You might sell these rights to non-competing newspapers and regional magazines in differing geographical areas. A story about antiquing in Vermont could be sold to publications in New Jersey, Florida, Los Angeles, and so on. You could also sell it to “trade” magazines–doctors, dentists, and police officers take vacations too.

As editors also tend to pay lower rates for One-Time Rights, leave investigating this possibility until after selling FNASR to a higher-paying magazine.

Clauses may exist here too. For example, Wisconsin Trails magazine buys One-Time Rights that last for 60 days after publication.


I sold First North American Serial Rights to Horse Illustrated for a story about the Great Fair of Ballinasloe–an Irish horse-fair. With a few spelling tweaks, I then sold this same story to the travel section of the UK’s Independent newspaper and also The Age, a Melbourne-based Australian newspaper.

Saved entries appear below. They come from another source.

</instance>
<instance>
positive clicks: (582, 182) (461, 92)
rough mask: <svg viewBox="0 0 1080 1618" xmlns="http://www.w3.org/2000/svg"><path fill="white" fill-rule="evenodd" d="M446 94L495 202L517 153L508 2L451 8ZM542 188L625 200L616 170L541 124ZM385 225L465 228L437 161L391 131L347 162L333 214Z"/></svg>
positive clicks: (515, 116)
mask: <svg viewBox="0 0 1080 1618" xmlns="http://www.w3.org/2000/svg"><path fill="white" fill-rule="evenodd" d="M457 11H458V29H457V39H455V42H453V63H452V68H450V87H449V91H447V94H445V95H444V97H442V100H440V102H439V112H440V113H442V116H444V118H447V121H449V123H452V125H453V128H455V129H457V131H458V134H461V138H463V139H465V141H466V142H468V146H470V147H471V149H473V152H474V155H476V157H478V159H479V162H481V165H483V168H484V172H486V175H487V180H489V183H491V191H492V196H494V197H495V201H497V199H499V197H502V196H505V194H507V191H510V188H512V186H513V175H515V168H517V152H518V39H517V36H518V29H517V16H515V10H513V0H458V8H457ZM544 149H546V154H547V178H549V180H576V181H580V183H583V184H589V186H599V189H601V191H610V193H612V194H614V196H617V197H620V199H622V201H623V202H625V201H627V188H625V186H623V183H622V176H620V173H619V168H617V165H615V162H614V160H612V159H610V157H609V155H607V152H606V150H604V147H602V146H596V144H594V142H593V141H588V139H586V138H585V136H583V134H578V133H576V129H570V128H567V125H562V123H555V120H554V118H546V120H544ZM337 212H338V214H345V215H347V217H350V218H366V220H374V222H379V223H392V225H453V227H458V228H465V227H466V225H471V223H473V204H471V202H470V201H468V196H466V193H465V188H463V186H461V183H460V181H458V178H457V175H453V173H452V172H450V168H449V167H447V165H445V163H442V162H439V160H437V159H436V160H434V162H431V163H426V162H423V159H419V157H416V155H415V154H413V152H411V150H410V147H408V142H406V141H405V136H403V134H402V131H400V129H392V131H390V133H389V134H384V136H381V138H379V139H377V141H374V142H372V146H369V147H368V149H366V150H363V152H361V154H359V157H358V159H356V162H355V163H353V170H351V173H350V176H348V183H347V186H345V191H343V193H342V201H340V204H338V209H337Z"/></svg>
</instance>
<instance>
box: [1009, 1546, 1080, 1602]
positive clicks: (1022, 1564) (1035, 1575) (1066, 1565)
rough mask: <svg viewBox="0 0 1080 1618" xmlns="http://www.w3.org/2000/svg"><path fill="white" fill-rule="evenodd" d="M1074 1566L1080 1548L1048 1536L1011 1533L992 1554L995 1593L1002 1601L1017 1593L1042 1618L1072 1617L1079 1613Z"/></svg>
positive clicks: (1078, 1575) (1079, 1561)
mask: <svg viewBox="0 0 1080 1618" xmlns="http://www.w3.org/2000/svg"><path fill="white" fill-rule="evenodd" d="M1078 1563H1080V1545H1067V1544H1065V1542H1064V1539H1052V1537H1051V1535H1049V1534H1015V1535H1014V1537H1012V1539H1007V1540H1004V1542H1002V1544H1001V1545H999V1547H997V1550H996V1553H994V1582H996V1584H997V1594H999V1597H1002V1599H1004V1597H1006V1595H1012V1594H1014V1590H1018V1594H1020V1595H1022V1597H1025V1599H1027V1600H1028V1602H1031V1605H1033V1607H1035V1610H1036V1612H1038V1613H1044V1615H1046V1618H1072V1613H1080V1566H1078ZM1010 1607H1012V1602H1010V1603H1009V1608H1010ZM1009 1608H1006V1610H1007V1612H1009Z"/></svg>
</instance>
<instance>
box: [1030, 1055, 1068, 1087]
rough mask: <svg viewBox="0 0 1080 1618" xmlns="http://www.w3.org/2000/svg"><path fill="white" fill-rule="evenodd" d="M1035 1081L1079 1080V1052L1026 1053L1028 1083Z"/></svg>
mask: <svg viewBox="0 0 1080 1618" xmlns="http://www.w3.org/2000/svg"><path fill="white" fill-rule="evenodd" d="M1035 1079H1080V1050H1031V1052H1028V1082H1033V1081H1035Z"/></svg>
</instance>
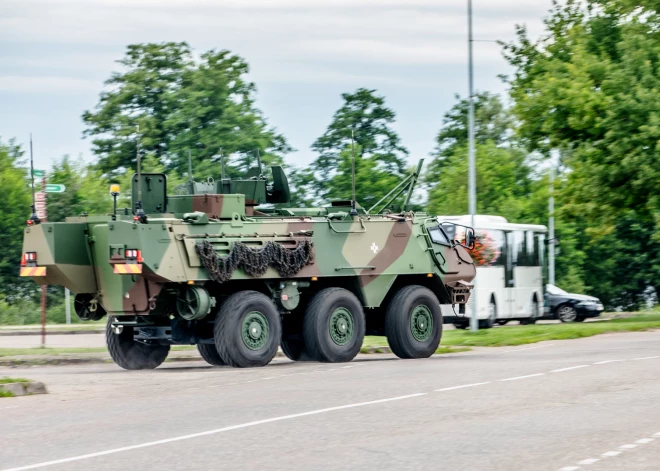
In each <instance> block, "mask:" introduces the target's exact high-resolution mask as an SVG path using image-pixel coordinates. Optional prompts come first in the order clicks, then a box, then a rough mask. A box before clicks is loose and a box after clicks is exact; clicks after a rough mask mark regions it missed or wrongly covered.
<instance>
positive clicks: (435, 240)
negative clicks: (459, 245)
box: [429, 227, 451, 245]
mask: <svg viewBox="0 0 660 471" xmlns="http://www.w3.org/2000/svg"><path fill="white" fill-rule="evenodd" d="M429 235H430V236H431V240H432V241H433V243H434V244H442V245H451V242H449V238H448V237H447V235H446V234H445V233H444V232H443V231H442V230H441V229H440V228H439V227H431V228H429Z"/></svg>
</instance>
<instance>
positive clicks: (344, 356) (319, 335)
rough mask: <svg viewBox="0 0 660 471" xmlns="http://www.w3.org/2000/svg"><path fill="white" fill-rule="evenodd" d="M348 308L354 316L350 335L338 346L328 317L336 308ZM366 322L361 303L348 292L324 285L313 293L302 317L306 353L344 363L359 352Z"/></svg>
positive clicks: (331, 315)
mask: <svg viewBox="0 0 660 471" xmlns="http://www.w3.org/2000/svg"><path fill="white" fill-rule="evenodd" d="M339 308H344V309H346V310H348V311H349V312H350V314H351V317H352V319H353V336H352V337H351V338H350V339H349V340H348V342H347V343H346V344H345V345H338V344H337V343H335V341H334V340H332V337H331V336H330V319H331V316H332V314H333V313H334V312H335V310H336V309H339ZM366 324H367V323H366V321H365V318H364V311H363V310H362V304H361V303H360V301H359V300H358V298H357V297H356V296H355V295H354V294H353V293H351V292H350V291H348V290H346V289H343V288H326V289H323V290H321V291H319V292H318V293H316V294H315V295H314V297H313V298H312V300H311V301H310V302H309V304H308V305H307V309H306V311H305V317H304V318H303V337H304V339H305V345H306V346H307V348H308V350H309V353H310V354H311V355H312V357H313V358H315V359H316V360H317V361H321V362H324V363H343V362H348V361H351V360H352V359H353V358H355V356H356V355H357V354H358V353H360V348H362V342H363V341H364V334H365V331H366V327H367V325H366Z"/></svg>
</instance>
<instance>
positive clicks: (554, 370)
mask: <svg viewBox="0 0 660 471" xmlns="http://www.w3.org/2000/svg"><path fill="white" fill-rule="evenodd" d="M589 366H591V365H578V366H569V367H568V368H560V369H558V370H552V371H551V372H550V373H561V372H562V371H570V370H577V369H578V368H587V367H589Z"/></svg>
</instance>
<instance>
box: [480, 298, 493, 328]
mask: <svg viewBox="0 0 660 471" xmlns="http://www.w3.org/2000/svg"><path fill="white" fill-rule="evenodd" d="M491 305H492V306H495V311H494V313H495V316H494V317H491V314H490V309H489V314H488V319H482V320H480V321H479V328H480V329H492V328H493V327H494V326H495V324H497V304H496V303H495V300H494V299H493V298H491V299H490V301H489V303H488V307H489V308H490V306H491Z"/></svg>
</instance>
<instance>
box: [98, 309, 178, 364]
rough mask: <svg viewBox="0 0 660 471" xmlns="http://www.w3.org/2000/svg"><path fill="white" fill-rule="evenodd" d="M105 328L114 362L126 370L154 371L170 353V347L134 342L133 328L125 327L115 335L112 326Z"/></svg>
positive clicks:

Unless a magazine demands English Language Periodical Rights, you can sell a story to other English-speaking countries before or at the same time it appears in North America. Not just countries like the UK either. Anywhere with a large expatriate presence generally has English-language publications. Travel stories are usually local, but if you’ve visited somewhere unusual in Thailand, why not try reselling it in Thailand too?


”We normally buy First World Rights with exclusivity for six months from date of publication” says Cruising World ( So don’t try reselling your story on ”A Guy in Every Port” to the Irish Independent, The Malta Times, or The Bangkok Post–at least not within six months.

Without the word “First” in the title, Worldwide Rights is a bummer similar to All Rights…and I’ll get to those in a moment.


Many print publications also have websites. Terms like these are becoming increasingly common in Writer’s Guidelines: ”We purchase all First North American Serial Rights including first electronic rights and nonexclusive archival rights.”

Covering webzines, e-letters, CD-ROMs, etc., Electronic Rights are a whole world unto to themselves. However, you should apply the same principles as to print publications. In other words, don’t sell First Electronic Rights (or gift All Rights) to some cyberspace Scrooge.

Archival Rights can be rather nasty. They mean a publication can keep your story in its online database. When a story gets archived, reselling rights can be difficult. If an editor wants to archive your article, ensure it’s for a limited period only, and not forever.   A “non-exclusive” Archival Right means you can resell the story, providing it doesn’t infringe any other rights.


Unless you’re handsomely compensated, these aren’t good deals for you. When a publication buys All Rights, they’re buying your story forever — both print and electronic rights. They can sell it to another publisher or an electronic library… use it in another type of publication… post it all over the web. And you probably won’t get paid a cent extra.

If you’ve sold All Rights, you can try asking for them to revert back to you. However, much depends on the publication — and also its future plans.

Work-For-Hire is even more horrible. Like with All Rights, an article can be resold a zillion times over with no extra compensation for you. The publisher automatically owns the copyright — which means you may not even be credited as author. Plus they can mangle your story however they choose.

The above are the most commonly encountered Rights, but others exist too. If you’re unsure of what the Rights being offered mean, ask the editor for clarification.

Keep in mind is that some stories can be real money-spinners. So make sure you don’t sign away your Rights to getting the most financial mileage out of yours.